Cuando hablo de literatura, hablo de textos que son relevantes. Aquellos que amplían nuestro juicio y nos acercan a la complejidad de lo humano. Líneas que se transforman en imágenes y nos hacen pensar sobre lo injusto, lo cruel o lo común. Discernir entre la gravedad y la sonrisa. Levantar la cabeza. Explorar otra verdad. Hablo de obras que nos afectan. Que favorecen el simulacro. Escritos que arriesgan y nos permiten, aunque sea por un solo instante, experimentar la vida a través de los ojos de los demás. Trasladarnos.

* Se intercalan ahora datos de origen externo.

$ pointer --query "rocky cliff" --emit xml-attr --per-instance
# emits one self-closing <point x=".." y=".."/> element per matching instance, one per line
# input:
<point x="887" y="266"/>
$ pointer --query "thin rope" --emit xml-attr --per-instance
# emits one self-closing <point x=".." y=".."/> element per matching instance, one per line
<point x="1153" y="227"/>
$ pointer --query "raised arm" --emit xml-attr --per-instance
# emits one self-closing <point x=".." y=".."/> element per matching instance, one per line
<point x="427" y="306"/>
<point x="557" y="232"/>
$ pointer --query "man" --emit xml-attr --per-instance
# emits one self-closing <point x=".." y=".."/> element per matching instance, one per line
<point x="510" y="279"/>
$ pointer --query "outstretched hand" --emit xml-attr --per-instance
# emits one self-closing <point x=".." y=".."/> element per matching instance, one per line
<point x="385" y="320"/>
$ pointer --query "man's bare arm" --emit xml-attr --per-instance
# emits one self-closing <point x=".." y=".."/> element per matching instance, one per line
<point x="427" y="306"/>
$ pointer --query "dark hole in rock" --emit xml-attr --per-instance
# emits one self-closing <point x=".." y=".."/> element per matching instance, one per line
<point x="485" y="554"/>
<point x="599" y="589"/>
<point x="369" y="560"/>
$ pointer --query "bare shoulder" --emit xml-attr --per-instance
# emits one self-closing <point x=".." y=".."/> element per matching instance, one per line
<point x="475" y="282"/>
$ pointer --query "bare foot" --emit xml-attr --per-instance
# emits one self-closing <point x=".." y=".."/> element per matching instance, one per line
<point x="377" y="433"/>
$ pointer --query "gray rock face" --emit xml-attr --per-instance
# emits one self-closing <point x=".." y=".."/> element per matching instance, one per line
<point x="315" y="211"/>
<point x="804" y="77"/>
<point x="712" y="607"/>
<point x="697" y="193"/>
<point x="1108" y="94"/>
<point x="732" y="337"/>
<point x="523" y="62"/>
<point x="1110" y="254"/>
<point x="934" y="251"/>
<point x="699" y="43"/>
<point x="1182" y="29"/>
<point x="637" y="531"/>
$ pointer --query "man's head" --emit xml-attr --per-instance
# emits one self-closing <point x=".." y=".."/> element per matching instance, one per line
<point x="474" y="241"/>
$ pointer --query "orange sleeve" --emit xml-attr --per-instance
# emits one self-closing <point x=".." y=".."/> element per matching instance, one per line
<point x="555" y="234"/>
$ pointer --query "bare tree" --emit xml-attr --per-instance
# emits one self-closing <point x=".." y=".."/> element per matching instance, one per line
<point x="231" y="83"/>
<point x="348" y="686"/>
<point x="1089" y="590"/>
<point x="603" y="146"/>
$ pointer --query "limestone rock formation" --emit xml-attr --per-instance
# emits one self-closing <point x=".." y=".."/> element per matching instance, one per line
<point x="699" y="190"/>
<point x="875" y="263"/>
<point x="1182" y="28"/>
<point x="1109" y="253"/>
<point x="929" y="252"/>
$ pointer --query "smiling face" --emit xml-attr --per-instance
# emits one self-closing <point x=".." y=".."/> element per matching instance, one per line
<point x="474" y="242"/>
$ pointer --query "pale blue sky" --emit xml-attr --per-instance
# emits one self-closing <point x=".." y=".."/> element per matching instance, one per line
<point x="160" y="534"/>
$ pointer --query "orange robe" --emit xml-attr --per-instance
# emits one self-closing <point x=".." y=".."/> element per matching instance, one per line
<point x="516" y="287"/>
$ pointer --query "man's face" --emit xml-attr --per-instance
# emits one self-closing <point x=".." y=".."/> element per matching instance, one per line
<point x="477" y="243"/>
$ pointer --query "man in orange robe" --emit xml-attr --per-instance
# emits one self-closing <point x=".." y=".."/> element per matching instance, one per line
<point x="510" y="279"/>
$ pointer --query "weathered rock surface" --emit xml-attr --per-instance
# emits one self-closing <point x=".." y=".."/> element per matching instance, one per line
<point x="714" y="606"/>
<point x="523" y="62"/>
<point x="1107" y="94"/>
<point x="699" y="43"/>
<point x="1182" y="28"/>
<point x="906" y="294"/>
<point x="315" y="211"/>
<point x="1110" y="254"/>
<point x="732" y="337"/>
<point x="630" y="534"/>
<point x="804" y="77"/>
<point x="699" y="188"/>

Si este ensayo explora a la literatura como un medio para ajustar cuentas con nuestra contemporaneidad —en la estela de Nietzsche— es porque considero que ésta sigue siendo un dispositivo ético y político privilegiado para liberarnos por un momento de nosotros mismos. Ese respiro no es insignificante, pues gracias a él podemos implicarnos con otros cuerpos. Medir la distancia que nos separa. A diferencia de medios de comunicación más novedosos o populares, el libro nos enseña a estar solos, a compartir silencios. Y creo que el silencio es, en una época de ruido y prejuicios como la nuestra, el principio de toda buena conversación.

NOTAS

1. Luis Buñuel, Mi último suspiro, Barcelona, Debolsillo, 2001, p. 22.

2. Ryszard Kapu´sci´nski, El mundo de hoy, Barcelona, Anagrama, 2011, p. 53.

3. Antonin Artaud, El teatro y su doble, Barcelona, Edhasa, 2011, p. 105.